Treatment response of intraretinal cysts including the largest cyst was determined by comparing OCT images before and after treatment: (1) complete response, complete loss of intraretinal cysts; (2) partial response, reduced intraretinal cyst size; (3) no response, unchanged or increased intraretinal cyst size. The presence of SSPiM in each cyst was confirmed using OCTA image. The proportion of treatment response was calculated by comparing the number of intraretinal cysts before and after treatment.
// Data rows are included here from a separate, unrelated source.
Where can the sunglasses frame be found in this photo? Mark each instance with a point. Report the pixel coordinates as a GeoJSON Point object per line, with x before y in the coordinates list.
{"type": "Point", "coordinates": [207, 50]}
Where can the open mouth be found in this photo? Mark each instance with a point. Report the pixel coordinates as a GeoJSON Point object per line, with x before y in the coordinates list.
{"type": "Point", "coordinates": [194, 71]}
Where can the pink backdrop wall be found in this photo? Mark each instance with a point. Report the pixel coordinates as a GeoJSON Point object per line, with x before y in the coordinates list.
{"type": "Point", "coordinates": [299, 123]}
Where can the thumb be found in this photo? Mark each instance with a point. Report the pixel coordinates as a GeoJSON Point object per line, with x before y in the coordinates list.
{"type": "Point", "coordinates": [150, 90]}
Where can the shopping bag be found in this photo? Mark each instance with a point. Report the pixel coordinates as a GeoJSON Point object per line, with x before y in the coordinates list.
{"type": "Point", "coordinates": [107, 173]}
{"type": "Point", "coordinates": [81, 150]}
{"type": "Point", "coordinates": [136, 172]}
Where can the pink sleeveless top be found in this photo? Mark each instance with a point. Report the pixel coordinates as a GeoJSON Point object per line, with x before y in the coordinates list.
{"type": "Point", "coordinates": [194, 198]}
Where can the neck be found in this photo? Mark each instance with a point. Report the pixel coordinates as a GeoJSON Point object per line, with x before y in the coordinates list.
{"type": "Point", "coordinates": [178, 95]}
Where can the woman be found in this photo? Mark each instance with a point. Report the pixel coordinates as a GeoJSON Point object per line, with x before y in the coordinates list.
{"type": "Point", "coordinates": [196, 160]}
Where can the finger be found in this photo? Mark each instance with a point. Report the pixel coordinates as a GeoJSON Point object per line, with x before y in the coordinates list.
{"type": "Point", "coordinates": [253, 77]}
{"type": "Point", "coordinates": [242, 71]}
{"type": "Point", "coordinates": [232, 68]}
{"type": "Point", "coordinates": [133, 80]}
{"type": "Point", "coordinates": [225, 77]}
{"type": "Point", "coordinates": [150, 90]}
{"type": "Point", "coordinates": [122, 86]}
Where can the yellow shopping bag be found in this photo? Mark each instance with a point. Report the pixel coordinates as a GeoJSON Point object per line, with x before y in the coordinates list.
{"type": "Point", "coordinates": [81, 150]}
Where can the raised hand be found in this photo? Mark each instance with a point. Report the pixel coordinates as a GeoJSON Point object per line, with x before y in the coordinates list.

Optical density ratio of intraretinal cyst

The ODR of intraretinal cyst were calculated using ImageJ software. The ODR was measured according to a method used in a previous study with minor modification32. In brief, the total intraretinal cyst and vitreous humor were selected. The gray-level intensity of the selected region was measured and ODR was calculated by dividing the gray-level intensity of the intraretinal cyst by the gray-level intensity of the vitreous humor. Two observers (JA and SH) were masked to patient information and independently analyzed ODR. Interobserver agreement for ODR was satisfactory (intraclass correlation coefficients of 0.994).

Hyperreflective foci and suspended scattering particles in motion

The number of HRF in the OCT images was counted. HRF present in the cyst and in the margins of the cyst were included in the analysis. The presence of SSPiM was confirmed using en face OCTA images. The presence of HRF in OCT images and SSPiM in OCTA images were determined by agreement of two observers (JA and SH). In cases of disagreement, a final determination was made after review by a third observer (SWK).

Statistical analysis

Continuous variables were represented as the mean ± standard deviation and categorical variables were expressed as the count (%). Normal distribution of variables was determined using a Kolmogorov-Smirnov test. General characteristics and parameters were compared with Pearson’s chi-square test or Fisher’s exact test for categorical variables and Mann-Whitney U test or Independent t-test for continuous variables. P values from multiple comparisons of a single OCT image were adjusted using Bonferroni’s method.

Linear regression or binary logistic regression analyses were performed to analyze the relationship among the variables. Backward variable elimination method was used to select some important variables in the multivariable regression models including only covariates with a P < 0.05 in the univariable logistic regression models. Statistical analyses were performed with SPSS software version 25.0 for Windows (IBM Corp., Armonk, NY, USA). Results were considered statistically significant at P values < 0.05.